Effect of tire leachate on the invasive mosquito Aedes albopictus and the native congener Aedes triseriatus

Oswaldo Villena; Ivana Terry; Kayoko Iwata; Edward Landa; Shannon LaDeau; Paul Leisnham

doi:10.7287/peerj.preprints.3065v1

Effect of tire leachate on the invasive mosquito Aedes albopictus and the native congener Aedes triseriatus

Oswaldo Villena¹, Ivana Terry¹, Kayoko Iwata², Edward Landa¹, Shannon LaDeau³, Paul Leisnham ¹

1 Department of Environmental Science and Technology, University of Maryland, College Park, Maryland, United States

2 Graduate School of Agriculture, Kyoto University, Kyoto, Japan

3 Cary Institute of Ecosystem Studies, Millbrook, New York, United States

DOI: 10.7287/peerj.preprints.3065v1

Published: 2017-07-01
Accepted: 2017-07-01

Subject Areas: Ecology, Entomology, Toxicology
Keywords: Asian tiger mosquito, competition, invasion biology, pest control, tire leachate, urbanization, West Nile virus, zinc, toxins

Copyright: © 2017 Villena et al.
Licence: This is an open access article distributed under the terms of the Creative Commons Attribution License, which permits unrestricted use, distribution, reproduction and adaptation in any medium and for any purpose provided that it is properly attributed.
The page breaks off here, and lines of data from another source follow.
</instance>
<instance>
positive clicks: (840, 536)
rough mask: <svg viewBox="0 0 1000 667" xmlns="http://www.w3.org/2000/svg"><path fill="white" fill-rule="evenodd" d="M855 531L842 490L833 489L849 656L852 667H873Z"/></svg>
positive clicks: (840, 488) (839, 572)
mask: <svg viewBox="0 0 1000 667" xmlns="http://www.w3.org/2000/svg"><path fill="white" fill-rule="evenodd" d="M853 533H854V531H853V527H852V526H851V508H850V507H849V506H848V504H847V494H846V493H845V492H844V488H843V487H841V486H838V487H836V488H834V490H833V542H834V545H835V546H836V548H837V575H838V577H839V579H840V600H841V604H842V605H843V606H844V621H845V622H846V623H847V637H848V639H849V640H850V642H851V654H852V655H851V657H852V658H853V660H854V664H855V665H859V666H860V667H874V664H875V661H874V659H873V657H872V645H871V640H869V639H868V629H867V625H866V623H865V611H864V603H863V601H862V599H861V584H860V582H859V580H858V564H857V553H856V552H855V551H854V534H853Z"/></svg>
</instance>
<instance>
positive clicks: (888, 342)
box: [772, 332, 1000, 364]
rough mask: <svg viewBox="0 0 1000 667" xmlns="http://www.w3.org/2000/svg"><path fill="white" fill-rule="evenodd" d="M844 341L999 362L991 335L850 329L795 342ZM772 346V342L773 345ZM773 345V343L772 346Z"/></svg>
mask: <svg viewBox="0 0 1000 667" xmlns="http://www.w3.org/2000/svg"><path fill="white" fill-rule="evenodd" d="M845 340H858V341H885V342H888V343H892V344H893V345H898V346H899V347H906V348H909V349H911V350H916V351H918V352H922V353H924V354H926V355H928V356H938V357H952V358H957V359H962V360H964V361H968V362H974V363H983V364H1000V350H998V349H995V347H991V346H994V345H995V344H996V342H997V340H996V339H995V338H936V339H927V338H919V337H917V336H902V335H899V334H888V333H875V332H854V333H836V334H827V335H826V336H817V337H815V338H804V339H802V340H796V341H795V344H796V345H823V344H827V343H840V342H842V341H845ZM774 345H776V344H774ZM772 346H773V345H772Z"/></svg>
For attribution, the original author(s), title, publication source (PeerJ Preprints) and either DOI or URL of the article must be cited.
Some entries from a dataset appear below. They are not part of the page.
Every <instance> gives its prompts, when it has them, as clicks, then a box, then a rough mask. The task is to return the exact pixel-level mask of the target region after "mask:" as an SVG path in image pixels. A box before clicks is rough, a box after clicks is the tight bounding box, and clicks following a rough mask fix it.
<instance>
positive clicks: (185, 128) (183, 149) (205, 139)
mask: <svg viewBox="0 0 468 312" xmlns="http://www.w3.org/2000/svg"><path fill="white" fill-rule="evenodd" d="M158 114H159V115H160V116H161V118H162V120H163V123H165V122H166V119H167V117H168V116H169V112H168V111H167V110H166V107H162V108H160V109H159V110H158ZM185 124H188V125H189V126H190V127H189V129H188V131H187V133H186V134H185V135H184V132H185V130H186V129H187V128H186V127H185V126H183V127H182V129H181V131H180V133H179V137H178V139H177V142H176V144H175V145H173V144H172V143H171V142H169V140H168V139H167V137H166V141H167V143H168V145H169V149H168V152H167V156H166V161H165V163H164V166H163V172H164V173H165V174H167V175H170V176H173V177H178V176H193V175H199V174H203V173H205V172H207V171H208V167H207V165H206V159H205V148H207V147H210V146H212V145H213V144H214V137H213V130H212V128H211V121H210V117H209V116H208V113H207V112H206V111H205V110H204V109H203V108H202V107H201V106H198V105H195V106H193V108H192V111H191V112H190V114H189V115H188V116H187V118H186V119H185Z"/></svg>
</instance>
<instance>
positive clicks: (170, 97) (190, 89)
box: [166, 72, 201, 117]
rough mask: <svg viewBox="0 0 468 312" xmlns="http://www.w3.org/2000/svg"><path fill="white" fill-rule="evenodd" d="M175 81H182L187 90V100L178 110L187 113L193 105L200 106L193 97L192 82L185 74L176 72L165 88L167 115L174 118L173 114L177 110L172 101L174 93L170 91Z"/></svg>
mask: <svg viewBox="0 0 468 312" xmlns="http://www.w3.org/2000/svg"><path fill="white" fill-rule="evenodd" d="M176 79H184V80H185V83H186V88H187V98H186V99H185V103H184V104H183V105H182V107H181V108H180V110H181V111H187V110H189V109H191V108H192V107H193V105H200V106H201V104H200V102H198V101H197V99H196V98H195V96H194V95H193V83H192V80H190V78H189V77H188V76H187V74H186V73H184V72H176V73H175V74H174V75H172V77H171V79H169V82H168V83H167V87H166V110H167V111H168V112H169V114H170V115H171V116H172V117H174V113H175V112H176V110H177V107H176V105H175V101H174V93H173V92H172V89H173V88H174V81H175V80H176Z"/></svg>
Cite this article: Villena O, Terry I, Iwata K, Landa E, LaDeau S, Leisnham P. 2017. Effect of tire leachate on the invasive mosquito Aedes albopictus and the native congener Aedes triseriatus. PeerJ Preprints 5:e3065v1 https://doi.org/10.7287/peerj.preprints.3065v1

Abstract

Discarded vehicle tire casings are an important artificial habitat for the developmental stages of numerous vector mosquitoes. Discarded vehicle tires degrade under ultraviolet light and leach numerous soluble metals (e.g., barium, cadmium, zinc) and organic substances (e.g., benzothiazole and its derivatives [BTs], polyaromatic hydrocarbons [PAHs]) that could affect mosquito larvae that inhabit the tire casing. This study examined the relationship between soluble zinc, a common marker of tire leachate, on mosquito densities in tire habitats in the field, and tested the effects of tire leachate on the survival and development of newly hatched Aedes albopictus and Aedes triseriatus larvae in a controlled laboratory dose-response experiment. In the field, zinc concentrations were as high as 7.26 mg/L in a single tire and averaged as high as 2.39 (SE±1.17) mg/L among tires at a single site. A. albopictus (37/42 tires, 81.1%) and A. triseriatus (23/42, 54.8%) were the most widespread mosquito species, co-occurred in over half (22/42, 52.4%) of all tires, and A. triseriatus was only collected without A. albopictus in one tire. A. triseriatus was more strongly negatively associated with zinc concentration than A. albopictus, and another common mosquito, C. pipiens, which was found in 17 tires. In the laboratory experiment, A. albopictus per capita rate of population change (l’) was over 1.0, indicating positive population growth, from 0 to 10,000 mg/L tire leachate, corresponding to 8.9 mg/L zinc concentration, but steeply declined to zero from 50,000 to 100,000 mg/L tire leachate (44.5-89.0 mg/L zinc). In contrast, A. triseriatus l’ declined at the lower concentration of 100 mg/L tire leachate (0.05 mg/L zinc), and was zero at 500, 10,000, 50,000 and 100,000 mg/L tire leachate. These results indicate that tire leachate can have severe negative effects on populations of container utilizing mosquitoes at concentrations commonly found in the field. Superior tolerance to tire leachate of A. albopictus compared to A. triseriatus, and possibly other native mosquito species, may have facilitated the replacement of these native species as A. albopictus has invaded North America and other regions around the world.